Septic shock presents a contrasting clinical picture in which cytokine-mediated peripheral vasodilatation is unresponsive to circulating catecholamines. The patient’s skin is flushed and hot and cardiac output is increased to fill the dilated periphery. The pulse is typically ‘bounding’ in quality. Temperature may be above normal or below normal (‘cold sepsis’).

In all forms of shock, the circulatory system cannot support the main organ systems without treatment, and organs fail (i.e., decompensate) one by one in a synergistic manner. Pulmonary failure leads to acute respiratory distress syndrome (ARDS) , and cerebral hypoxia soon causes confusion and eventually coma. Inadequate renal perfusion causes oliguria which, if not rapidly corrected, leads to acute tubular necrosis and kidney failure. If shock persists, reduced coronary flow and heart failure cause death. In septic shock, organ damage is exacerbated by an intense inflammatory burst and deterioration is inevitable unless the source of infection can be rapidly eliminated and effective support instituted.

Because of the nature of the process, early detection, rapid assessment and treatment is paramount. For all forms of shock, immediate assessment of airway, intravenous access and fluid therapy (with the addition of antibiotics in septic shock) are the first response.
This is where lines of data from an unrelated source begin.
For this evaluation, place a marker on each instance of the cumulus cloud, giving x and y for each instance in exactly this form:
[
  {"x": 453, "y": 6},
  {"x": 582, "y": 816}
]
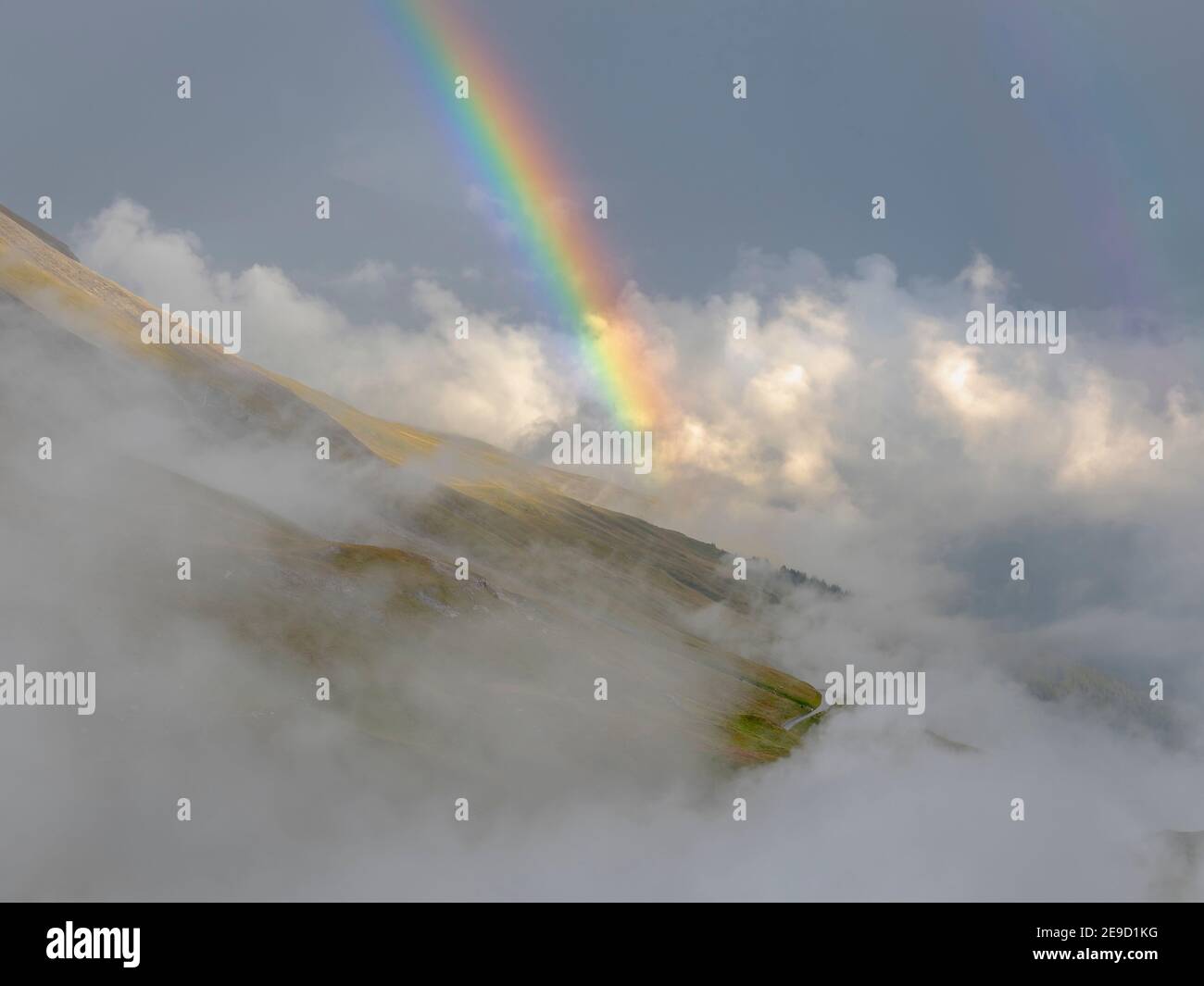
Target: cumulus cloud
[
  {"x": 991, "y": 453},
  {"x": 498, "y": 384}
]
Specific Treatments for Shock

Hypovolaemic Shock

Identifying the cause of the fluid loss is the top priority. Immediate measures should be taken to control blood loss, for example, pressure on a swab over a bleeding wound, endoscopic injection of bleeding peptic ulcer. Fluid replacement should be equivalent to estimated fluid loss but adjusted according to the response of pulse rate, blood pressure, observed jugular venous pressure (or CVP) and urine output. In trauma cases, focused assessment with sonography for trauma (FAST scan) can show evidence of intraabdominal mischief, which would not otherwise be revealed. Where possible, fluids of similar composition to those lost should be used: whole blood for haemorrhage, colloids after major burns. Fluids should be titrated in rapid boluses, for example, 250 mL at a time, and the response to each observed.

Cardiogenic Shock

Rapid diagnosis and resuscitation is key. Escalation to an enhanced care unit, respiratory support, correction of electrolyte and acid-base abnormalities, and prompt drug therapy to maintain blood pressure and cardiac output, along with urgent treatment of the underlying cause, are essential steps in optimising the outcome. The management of pulmonary embolism (which may present as cardiogenic shock) is discussed in Chapter 12 . Fluid overload is a significant hazard in cardiogenic shock.